Poin paling esensial, keadilan ditegakkan bukanlah untuk memuliakan sebagian orang atau menghinakan yang lain, tapi semata-mata untuk “memuaskan” Allah. Seluruh aktivitas penegakan keadilan harus mengarah secara jelas pada penegakan “kehendak” Allah, Tuhan yang sangat menyayangi manusia dan menginginkan yang terbaik bagi hamba-Nya. Jika Allah “puas” dengan penegakan keadilan yang dilakukan, berarti segala dahaya keadilan manusia telah terpuaskan secara maksimal.

Karena itu, Kehormatan suatu bangsa sangat berkaitan erat dengan penegakan keadilan semacam ini. Jika keadilan tidak ditegakkan dan kebenaran dimanipulasi, maka kehancuran hanya menunggu waktu. Ketika keadilan ditelantarkan, berarti saat itu sedang berlangsung penghancuran martabat, perampasan hak-hak asasi serta pembunuhan potensi, inovasi, dan kreativitas manusia. Ketidakadilan memastikan rusaknya jaringan sosial, tersebarnya rasa takut, tertutupnya peluang bekerja dan berusaha secara merata yang akhirnya sampai di mulut kehancuran.

Tanpa Sekat

Di zaman Umar bin Khathab pernah terjadi kasus ketidakadilan yang melibatkan Muhammad bin Amr bin Ash, putra Gubernur Mesir, yang mengikuti pacuan kuda bersama seorang warga Mesir etnis Kristen Koptik. Dalam perlombaan tersebut, putra Gubernur memukul punggung pemuda Kristen karena berhasil mengunggulinya sambil mengatakan ''Khuz hâ. Wa ana ibnu 'l-akramîn.'' (Rasakan! Saya anak orang berpangkat). Ketika pemuda Kristen mengadu kepada Umar, beliau segera memanggil gubernur Mesir dan anaknya. Sang Khalifah mempersilah pemuda Kristen untuk membalas pukulan putra gubernur. Setelah melakukannya, Umar juga menyuruh pemuda itu memukul Amr bin Ash, karena kekurangajaran anak Gubernur terjadi karena jabatan ayahnya. Tapi pemuda Kristen itu menolak karena sudah merasa cukup mendapatkan keadilan.
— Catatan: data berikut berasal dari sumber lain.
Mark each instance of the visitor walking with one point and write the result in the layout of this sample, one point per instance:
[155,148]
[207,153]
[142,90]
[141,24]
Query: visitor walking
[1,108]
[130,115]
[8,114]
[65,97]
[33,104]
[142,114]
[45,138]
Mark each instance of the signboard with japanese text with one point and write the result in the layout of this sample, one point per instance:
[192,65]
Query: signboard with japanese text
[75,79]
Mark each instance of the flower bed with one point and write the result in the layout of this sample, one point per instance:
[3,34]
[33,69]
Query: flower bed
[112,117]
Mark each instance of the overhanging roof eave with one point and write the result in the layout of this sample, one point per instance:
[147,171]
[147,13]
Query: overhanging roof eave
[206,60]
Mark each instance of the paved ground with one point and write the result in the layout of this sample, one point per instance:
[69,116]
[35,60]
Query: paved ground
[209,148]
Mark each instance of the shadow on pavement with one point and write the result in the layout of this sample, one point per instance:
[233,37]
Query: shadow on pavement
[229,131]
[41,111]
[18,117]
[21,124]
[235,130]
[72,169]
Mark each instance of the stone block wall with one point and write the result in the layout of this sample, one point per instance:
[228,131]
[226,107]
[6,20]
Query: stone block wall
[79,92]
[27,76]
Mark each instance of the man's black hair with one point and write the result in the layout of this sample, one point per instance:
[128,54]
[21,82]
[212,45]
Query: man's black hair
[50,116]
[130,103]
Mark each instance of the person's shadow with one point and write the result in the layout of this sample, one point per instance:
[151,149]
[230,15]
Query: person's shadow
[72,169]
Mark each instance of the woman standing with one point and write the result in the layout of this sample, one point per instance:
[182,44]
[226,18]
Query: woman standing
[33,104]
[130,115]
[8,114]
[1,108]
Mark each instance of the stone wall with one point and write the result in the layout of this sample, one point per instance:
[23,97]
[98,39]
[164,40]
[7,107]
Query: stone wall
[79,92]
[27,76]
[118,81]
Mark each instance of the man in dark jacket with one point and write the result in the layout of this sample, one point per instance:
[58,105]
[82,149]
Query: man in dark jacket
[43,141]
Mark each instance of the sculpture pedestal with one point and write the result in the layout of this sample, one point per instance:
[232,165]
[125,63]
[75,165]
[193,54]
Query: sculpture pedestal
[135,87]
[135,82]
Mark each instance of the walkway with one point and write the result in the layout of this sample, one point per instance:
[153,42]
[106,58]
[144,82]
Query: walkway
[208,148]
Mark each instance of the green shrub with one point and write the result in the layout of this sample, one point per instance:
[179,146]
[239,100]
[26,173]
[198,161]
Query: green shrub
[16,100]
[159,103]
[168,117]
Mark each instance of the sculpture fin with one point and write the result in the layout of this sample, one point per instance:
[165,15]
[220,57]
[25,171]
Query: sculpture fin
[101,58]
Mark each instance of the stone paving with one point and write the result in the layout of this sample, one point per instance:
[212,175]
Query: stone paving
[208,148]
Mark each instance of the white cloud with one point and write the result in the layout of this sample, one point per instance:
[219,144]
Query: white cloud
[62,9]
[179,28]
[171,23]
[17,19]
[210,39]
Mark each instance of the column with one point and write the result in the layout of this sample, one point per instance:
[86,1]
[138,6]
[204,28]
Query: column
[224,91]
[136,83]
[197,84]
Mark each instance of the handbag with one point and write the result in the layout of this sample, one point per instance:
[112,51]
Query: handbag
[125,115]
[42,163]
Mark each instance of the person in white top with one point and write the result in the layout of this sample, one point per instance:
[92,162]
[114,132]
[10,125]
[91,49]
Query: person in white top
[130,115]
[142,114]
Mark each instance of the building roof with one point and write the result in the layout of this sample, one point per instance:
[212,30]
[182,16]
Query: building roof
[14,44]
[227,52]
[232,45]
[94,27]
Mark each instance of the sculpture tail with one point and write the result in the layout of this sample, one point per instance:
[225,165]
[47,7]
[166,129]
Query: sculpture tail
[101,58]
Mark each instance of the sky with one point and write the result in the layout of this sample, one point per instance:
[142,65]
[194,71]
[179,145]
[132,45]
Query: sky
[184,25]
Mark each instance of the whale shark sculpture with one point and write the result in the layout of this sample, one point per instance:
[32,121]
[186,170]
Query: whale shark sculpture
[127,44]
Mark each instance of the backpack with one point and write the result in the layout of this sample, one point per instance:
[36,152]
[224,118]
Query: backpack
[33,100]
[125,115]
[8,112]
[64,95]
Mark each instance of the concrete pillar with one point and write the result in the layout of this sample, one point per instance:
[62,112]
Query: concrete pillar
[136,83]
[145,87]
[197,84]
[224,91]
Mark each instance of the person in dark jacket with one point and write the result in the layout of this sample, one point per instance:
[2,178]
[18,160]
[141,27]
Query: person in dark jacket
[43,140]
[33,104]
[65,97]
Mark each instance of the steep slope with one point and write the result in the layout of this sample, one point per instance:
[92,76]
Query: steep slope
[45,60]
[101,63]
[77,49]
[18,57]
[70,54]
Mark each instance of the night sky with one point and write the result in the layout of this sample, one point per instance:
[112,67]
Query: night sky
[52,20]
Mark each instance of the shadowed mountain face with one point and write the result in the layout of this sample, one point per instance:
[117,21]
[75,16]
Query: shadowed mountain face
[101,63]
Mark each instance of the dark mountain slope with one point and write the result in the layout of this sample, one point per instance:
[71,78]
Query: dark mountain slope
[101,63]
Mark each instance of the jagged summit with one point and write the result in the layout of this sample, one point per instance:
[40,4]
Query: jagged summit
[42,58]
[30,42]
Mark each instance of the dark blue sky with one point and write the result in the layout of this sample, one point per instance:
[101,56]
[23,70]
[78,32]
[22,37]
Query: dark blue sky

Lebih awal lagi, Aisyah pernah menuturkan prihal pencurian yang dilakukan seorang perempuan terpandang dari kalangan Quraisy. Untuk menjaga nama baik, kerabat wanita itu meminta Usamah bin Zaid, salah seorang sahabat tersayang Rasulullah, memintakan dispensasi hukuman atau kompensasi lain kepada Nabi. Beliau menjawab, “Apakah engkau meminta dispensasi hukuman Allah? Sesungguhnya kehancuran kaum sebelumnya karena persoalan ini. Ketika orang terpandang mencuri, mereka membiarkan saja. Tetapi apabila orang lemah yang mencuri, mereka menghukumnya. Demi Allah, seandainya Fatimah binti Muhammad yang mencuri, saya pasti akan memotong tangannya.” (HR. Bukhari, Muslim dan Turmudzi).
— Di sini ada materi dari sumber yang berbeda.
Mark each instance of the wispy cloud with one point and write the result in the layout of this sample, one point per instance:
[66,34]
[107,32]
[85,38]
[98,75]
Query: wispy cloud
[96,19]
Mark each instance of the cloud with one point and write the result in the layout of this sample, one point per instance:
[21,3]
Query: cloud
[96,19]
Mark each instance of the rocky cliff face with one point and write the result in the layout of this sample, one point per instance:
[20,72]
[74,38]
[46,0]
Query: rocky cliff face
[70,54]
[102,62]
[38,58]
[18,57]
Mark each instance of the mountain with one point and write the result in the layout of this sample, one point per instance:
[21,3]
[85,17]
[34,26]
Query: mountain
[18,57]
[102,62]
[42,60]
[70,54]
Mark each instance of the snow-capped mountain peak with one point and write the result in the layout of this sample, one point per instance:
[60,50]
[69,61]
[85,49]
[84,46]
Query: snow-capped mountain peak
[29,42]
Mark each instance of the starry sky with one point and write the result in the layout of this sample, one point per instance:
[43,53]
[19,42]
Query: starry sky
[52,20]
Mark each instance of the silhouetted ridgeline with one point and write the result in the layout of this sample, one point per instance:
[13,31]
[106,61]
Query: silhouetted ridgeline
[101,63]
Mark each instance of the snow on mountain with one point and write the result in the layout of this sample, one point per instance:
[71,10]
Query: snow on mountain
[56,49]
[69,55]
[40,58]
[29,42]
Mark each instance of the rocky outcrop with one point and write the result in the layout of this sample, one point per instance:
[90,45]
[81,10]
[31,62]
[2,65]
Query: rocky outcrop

Memang sangat indah keadilan yang diinginkan Islam, sebuah keadilan yang tidak mengenal pangkat dan jabatan, etnis, keturunan, agama dan semua tembok lainnya. Keadilan ini masih sangat jauh dari “keadilan” yang terpampang di hadapan kita hari ini, di mana hanya pejabat dan orang berkantung tebal saja yang merasakannya. Karena itu, setiap Muslim harus berjihad secara bijak untuk mewujudkannya.